More specifically, Jeremiah’s investigations have focused on the medicinal properties of propolis, a resinous flower extract that bees use to protect their hives from the spread of bacteria. “It’s sort of like bee glue,” he says. “It helps to sterilize the nest.”

Jeremiah’s work formally began with a science project he started in Grade 9, but it actually originated at home. He wanted to improve the taste of the natural remedies that he received while he was sick—remedies that included less-than-tasty items such as garlic tablets and propolis capsules. In addition to improving the flavour of the items, he wanted to enhance their effectiveness.

With these goals in mind, Jeremiah framed a project to study a number of garlic and propolis combinations. Fashioning blends made out of varying amounts of each component, he mixed them with a neutral liquid base and different flavourings. He then froze them into lozenge-sized cubes. Jeremiah applied each cube to samples of the E. coli bacteria in order to determine the effectiveness of the remedy.
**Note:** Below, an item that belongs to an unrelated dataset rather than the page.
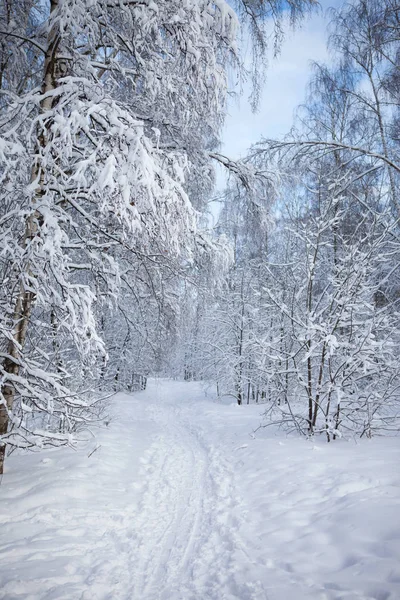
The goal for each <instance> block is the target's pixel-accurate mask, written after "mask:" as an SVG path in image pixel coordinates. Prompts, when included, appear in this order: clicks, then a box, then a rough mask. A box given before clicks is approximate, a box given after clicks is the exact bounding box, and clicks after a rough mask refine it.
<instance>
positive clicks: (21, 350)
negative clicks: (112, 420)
mask: <svg viewBox="0 0 400 600" xmlns="http://www.w3.org/2000/svg"><path fill="white" fill-rule="evenodd" d="M58 1H59V0H51V3H50V9H51V13H53V12H54V10H55V9H56V8H57V6H58ZM47 42H48V43H47V49H46V52H45V57H44V69H43V84H42V90H41V91H42V94H43V95H46V97H45V98H44V99H43V100H42V101H41V104H40V110H41V112H42V113H44V112H46V111H47V110H50V109H51V108H52V106H53V104H54V103H55V102H56V100H55V99H54V97H53V96H51V95H50V94H49V92H51V91H52V90H54V89H55V87H56V81H55V71H56V63H57V49H58V46H59V43H60V38H59V35H58V27H57V26H53V27H52V28H51V29H50V31H49V34H48V40H47ZM47 94H49V95H47ZM48 128H49V124H48V125H47V126H46V129H45V130H42V131H39V132H38V138H37V146H38V152H37V155H38V156H39V157H40V154H41V150H43V149H44V148H45V147H46V145H47V144H48V136H47V132H48ZM32 181H37V182H38V185H37V189H36V192H35V195H34V197H33V199H32V212H31V214H30V215H29V217H28V218H27V221H26V227H25V235H24V238H23V242H22V245H23V248H24V249H25V250H29V247H31V245H33V244H34V243H35V238H36V237H37V235H38V231H39V227H40V220H41V215H40V212H39V211H38V209H37V204H38V201H39V200H40V198H41V196H42V195H43V193H44V171H43V168H42V166H41V164H40V158H39V159H38V160H37V161H35V164H34V165H33V166H32ZM23 272H24V275H23V276H22V277H21V282H20V286H19V293H18V296H17V298H16V301H15V307H14V313H13V330H12V338H11V340H10V341H9V344H8V352H7V353H8V356H7V358H5V360H4V362H3V369H4V372H5V373H6V375H5V383H3V385H2V387H1V395H2V399H3V403H2V404H1V405H0V435H5V434H6V433H7V431H8V427H9V418H10V417H9V415H10V412H11V411H12V408H13V404H14V400H15V387H14V384H13V382H12V379H13V377H17V376H18V375H19V373H20V357H21V354H22V351H23V349H24V346H25V341H26V334H27V331H28V326H29V321H30V318H31V314H32V308H33V305H34V303H35V293H34V292H33V291H32V290H31V286H30V282H29V280H30V279H31V278H32V277H33V274H32V265H31V261H30V259H29V258H27V259H26V262H25V264H24V269H23ZM7 374H9V375H10V376H11V378H10V379H7ZM5 452H6V446H5V444H4V443H3V444H2V445H1V446H0V474H2V473H3V470H4V458H5Z"/></svg>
As it turned out, a mixture with 75 percent propolis and 25 percent garlic kept the bacteria population to a minimum. But what about the taste? After trying honey-orange extract and a number of other additives to improve the flavour, Jeremiah says he never did come up with a recipe whose taste genuinely appealed to him.

The tabulated results of these experiments became the basis for a science fair project that took first prize at his school’s internal competition last spring. About a month later, the project won again in a regional science fair. Jeremiah’s mentor Frédéric Venne, who coordinates the school’s science programs, was especially pleased by a fifth-place win by Jeremiah in the regional Aventis Pasteur biotechnology competition last May in Ottawa. “He was the only student in Grade 9,” says Venne. “All of the others were in Grade 12. We were very proud of him.” Venne adds that this experience set the stage for Jeremiah’s bronze medal win at the Youth Science Foundation’s national competition in Calgary just two weeks later.

With all these achievements under his belt, Jeremiah is ready for his next challenge. This time he wants to design a better face mask to prevent infections in people who work in hospitals.

Meanwhile, Jeremiah continues to broaden his horizons as a member of the school’s enriched science curriculum. Lisa Filion, part of the team of teachers who oversee the curriculum, says Jeremiah is well prepared to take advantage of an innovation they will introduce next year. He will be taking Grade 11 and 12 chemistry classes a full year in advance so that he can take a special biotechnology course in his graduating year.

In addition to his aptitude for sciences, Filion points out that Jeremiah plays the trumpet and has become an outstanding long-distance runner. Above all, she notes, he is sociable, outgoing, and friendly. “He has a huge heart,” she observes, “and perseveres in every facet of life.